Re: Modelling objects with variable number of properties in an RDBMS
Date: 2 Nov 2005 08:31:40 -0800
Roy Hann wrote:
> "vc" <boston103_at_hotmail.com> wrote in message
> > I gave you a reason why someone might be forced into using EAV to which
> > you gave a smart-alecky response.
> I had intended it to be a mildly witty way of expressing an important point.
> I didn't realize it might seem to lack proper gravity.
> > That was tried and rejected primarily for performance reasons. The EAV
> > approach turned out to be faster and various SQL queries turned out to
> > be simpler in comparison to trying to combine results from multiple
> > tables representing a single entity.
> We weren't discussing performance, but I'll let that pass.

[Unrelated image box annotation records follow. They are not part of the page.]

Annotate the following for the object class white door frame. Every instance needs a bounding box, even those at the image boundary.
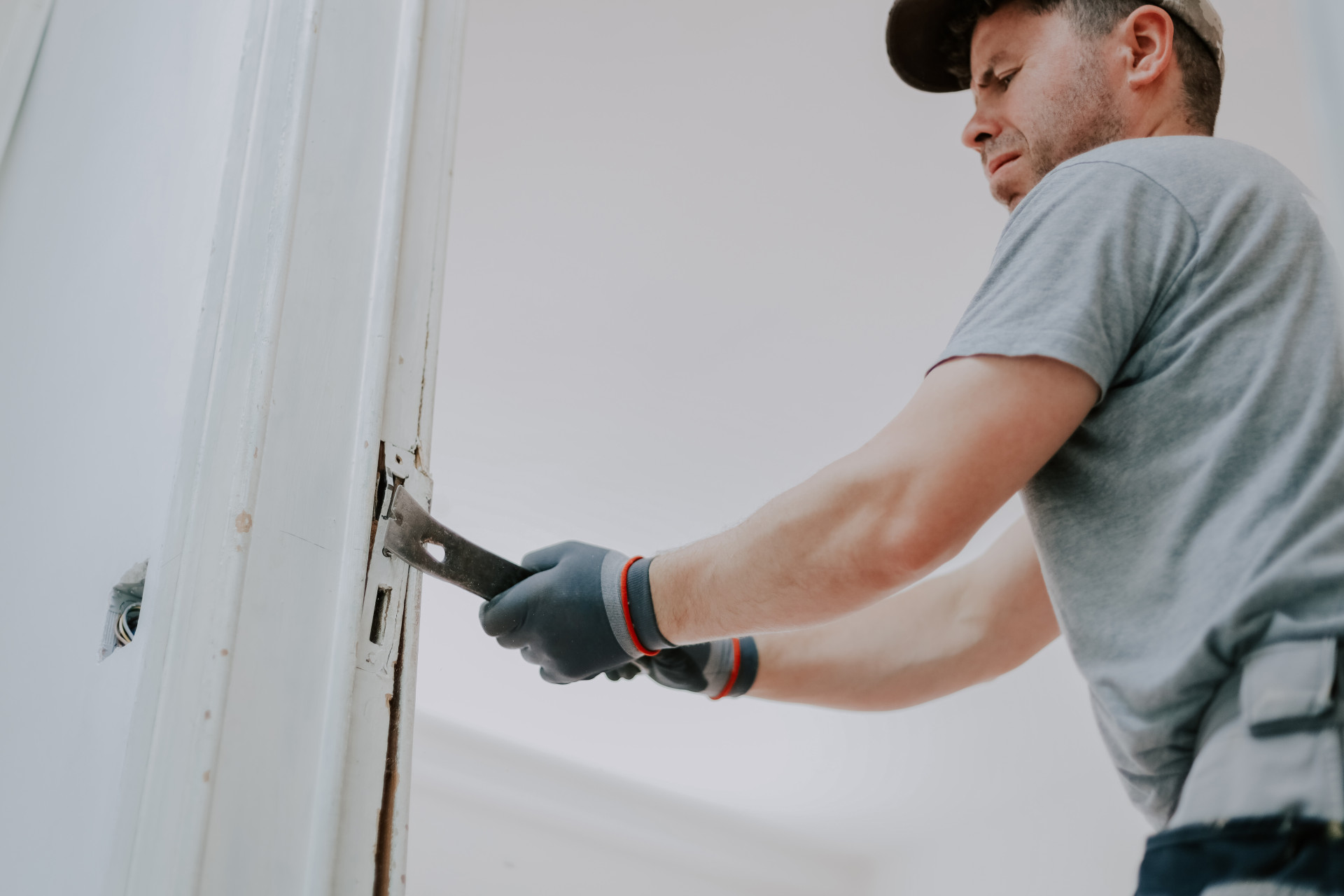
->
[106,0,465,896]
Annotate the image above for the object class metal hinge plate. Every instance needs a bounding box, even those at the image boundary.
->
[383,485,532,601]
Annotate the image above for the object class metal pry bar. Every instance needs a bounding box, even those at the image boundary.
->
[383,485,532,601]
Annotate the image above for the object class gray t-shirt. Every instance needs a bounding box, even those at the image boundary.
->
[939,137,1344,825]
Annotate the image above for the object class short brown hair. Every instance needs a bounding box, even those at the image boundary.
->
[948,0,1223,134]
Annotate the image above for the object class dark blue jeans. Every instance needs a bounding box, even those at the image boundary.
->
[1137,817,1344,896]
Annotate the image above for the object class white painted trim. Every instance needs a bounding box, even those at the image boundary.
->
[105,0,462,896]
[0,0,52,161]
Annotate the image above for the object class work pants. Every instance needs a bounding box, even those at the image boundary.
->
[1137,638,1344,896]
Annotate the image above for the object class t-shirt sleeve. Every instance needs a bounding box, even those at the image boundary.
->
[934,161,1199,398]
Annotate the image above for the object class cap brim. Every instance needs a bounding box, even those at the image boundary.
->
[887,0,966,92]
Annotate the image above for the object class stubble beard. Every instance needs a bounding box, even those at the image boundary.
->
[981,54,1125,208]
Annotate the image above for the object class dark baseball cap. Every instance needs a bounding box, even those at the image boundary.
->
[887,0,1223,92]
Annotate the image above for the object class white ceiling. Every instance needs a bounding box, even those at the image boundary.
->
[418,0,1320,896]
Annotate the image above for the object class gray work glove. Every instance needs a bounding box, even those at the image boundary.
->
[481,541,672,684]
[481,541,757,697]
[606,637,758,700]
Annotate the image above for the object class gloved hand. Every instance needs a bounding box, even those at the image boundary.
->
[606,637,758,700]
[481,541,673,684]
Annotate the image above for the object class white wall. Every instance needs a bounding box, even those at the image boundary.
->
[407,718,871,896]
[0,0,246,893]
[412,0,1321,896]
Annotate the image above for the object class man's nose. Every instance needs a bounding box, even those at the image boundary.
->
[961,108,1004,152]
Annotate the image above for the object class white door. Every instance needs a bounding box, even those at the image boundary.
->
[0,0,463,896]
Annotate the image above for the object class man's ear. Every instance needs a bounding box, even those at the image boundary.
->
[1121,6,1176,89]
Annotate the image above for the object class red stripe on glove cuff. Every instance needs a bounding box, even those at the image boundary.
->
[621,557,661,655]
[710,638,742,700]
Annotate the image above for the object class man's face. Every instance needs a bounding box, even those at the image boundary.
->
[961,3,1124,209]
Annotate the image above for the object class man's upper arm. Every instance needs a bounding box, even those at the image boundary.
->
[864,355,1100,568]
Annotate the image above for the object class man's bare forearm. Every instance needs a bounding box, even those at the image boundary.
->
[649,357,1097,643]
[751,522,1059,710]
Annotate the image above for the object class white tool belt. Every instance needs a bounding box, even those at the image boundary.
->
[1167,638,1344,829]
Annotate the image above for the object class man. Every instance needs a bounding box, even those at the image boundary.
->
[481,0,1344,896]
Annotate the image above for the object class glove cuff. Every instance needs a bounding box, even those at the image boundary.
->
[704,637,757,700]
[727,636,761,697]
[625,557,676,653]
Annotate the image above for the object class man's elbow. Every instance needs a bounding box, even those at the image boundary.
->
[856,520,965,592]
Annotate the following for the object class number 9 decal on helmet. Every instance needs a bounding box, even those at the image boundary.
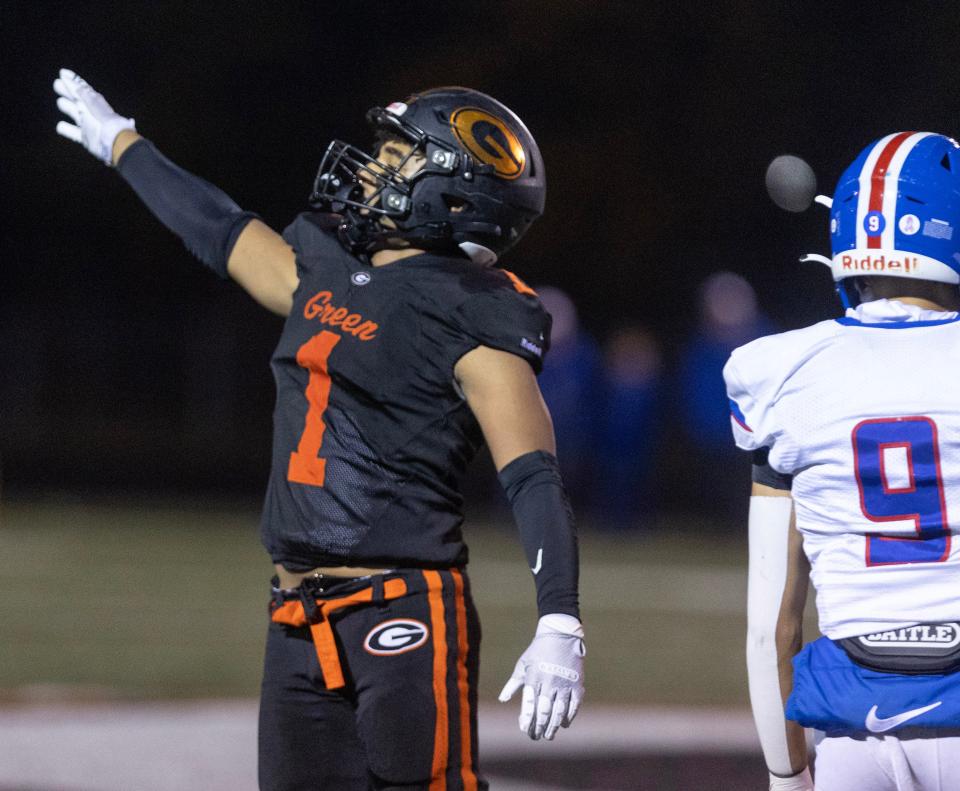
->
[310,87,546,264]
[830,132,960,283]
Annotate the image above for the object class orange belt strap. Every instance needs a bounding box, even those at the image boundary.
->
[270,579,407,689]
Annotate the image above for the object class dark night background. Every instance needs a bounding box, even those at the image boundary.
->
[0,0,960,505]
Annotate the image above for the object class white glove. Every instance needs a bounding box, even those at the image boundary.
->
[500,613,586,739]
[770,766,813,791]
[53,69,136,165]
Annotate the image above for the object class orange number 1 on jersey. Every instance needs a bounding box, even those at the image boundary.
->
[287,330,340,486]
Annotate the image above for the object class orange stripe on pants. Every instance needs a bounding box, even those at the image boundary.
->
[423,571,450,791]
[450,570,477,791]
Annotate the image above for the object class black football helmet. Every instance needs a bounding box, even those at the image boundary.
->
[310,86,546,263]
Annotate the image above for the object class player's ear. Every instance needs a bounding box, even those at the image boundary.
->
[853,277,876,302]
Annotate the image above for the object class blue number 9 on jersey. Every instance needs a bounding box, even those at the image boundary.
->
[852,417,950,566]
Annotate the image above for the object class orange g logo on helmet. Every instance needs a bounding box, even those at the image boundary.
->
[450,107,527,179]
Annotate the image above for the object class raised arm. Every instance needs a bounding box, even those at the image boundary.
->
[53,69,298,315]
[747,483,813,791]
[454,346,585,739]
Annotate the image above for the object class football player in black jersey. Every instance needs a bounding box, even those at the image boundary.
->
[54,70,584,791]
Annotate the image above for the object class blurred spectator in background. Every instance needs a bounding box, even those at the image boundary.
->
[677,272,774,517]
[536,286,600,512]
[591,326,662,529]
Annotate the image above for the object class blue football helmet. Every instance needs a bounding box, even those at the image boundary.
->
[830,132,960,283]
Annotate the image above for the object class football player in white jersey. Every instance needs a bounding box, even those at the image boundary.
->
[724,132,960,791]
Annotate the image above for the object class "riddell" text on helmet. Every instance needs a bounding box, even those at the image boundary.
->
[840,255,920,272]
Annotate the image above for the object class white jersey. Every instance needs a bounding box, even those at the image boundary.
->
[723,299,960,639]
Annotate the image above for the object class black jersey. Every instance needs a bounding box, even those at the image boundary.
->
[261,213,550,570]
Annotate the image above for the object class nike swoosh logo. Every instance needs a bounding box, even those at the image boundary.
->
[530,547,543,574]
[865,700,943,733]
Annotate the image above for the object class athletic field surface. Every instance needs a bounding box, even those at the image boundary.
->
[0,497,816,791]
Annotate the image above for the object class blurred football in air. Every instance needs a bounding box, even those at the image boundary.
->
[766,154,817,211]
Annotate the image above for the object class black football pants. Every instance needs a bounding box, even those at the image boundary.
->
[259,569,488,791]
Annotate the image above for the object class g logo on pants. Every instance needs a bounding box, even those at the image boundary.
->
[363,618,430,656]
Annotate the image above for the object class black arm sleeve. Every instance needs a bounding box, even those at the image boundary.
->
[117,139,257,278]
[499,450,580,618]
[752,448,793,492]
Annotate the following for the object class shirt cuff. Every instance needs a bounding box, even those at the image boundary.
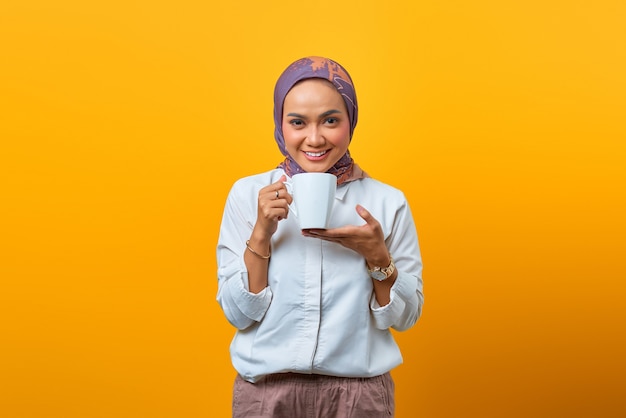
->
[370,273,415,329]
[228,273,272,322]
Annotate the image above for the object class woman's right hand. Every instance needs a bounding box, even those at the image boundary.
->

> I find both claims quite astonishing. That is entirely contrary to what I
> would expect. Evidently it was contrary to what they expected too since you
> say they tried one of my suggestions. Since it seems we agree that wasn't
> the expected outcome that makes it an extraordinary claim.
OK, a SQL Server row can be 8K long maximum. Say, a drug formula is a relation like (some_stable_info_about 2K long, ~5000-6000_lab_data_results). The SQL Server row can be 8K long maximum which leaves room for 750 double precision columns for storing trial results. In a multi-table, approach it would amount to 8 tables partitioned horizontally, by attribute subsets. A simple request like select formulas for a given date with drug trial parameters in some given ranges can be expressed as a single SQL statement with an EAV table and would require 8 unions, or thereabout, with multiple tables. The optimizer could not build an access plan with acceptable performance with the multiple table approach. Joins complicated the problem even more.
Additionally, on a daily basis, about a dozen or more drug trial parameters were added or dropped from consideration which would mean potentially modifying all the 9 tables with DDL statements. Clearly, it creates a severe maintenance headache.
> An extraordinary claim always requires extraordinary proof and I think it is
> quite reasonable for me to remain skeptical about this until the evidence
> makes it perverse of me to go on denying it. I can be persuaded by
> evidence. Can you provide full details?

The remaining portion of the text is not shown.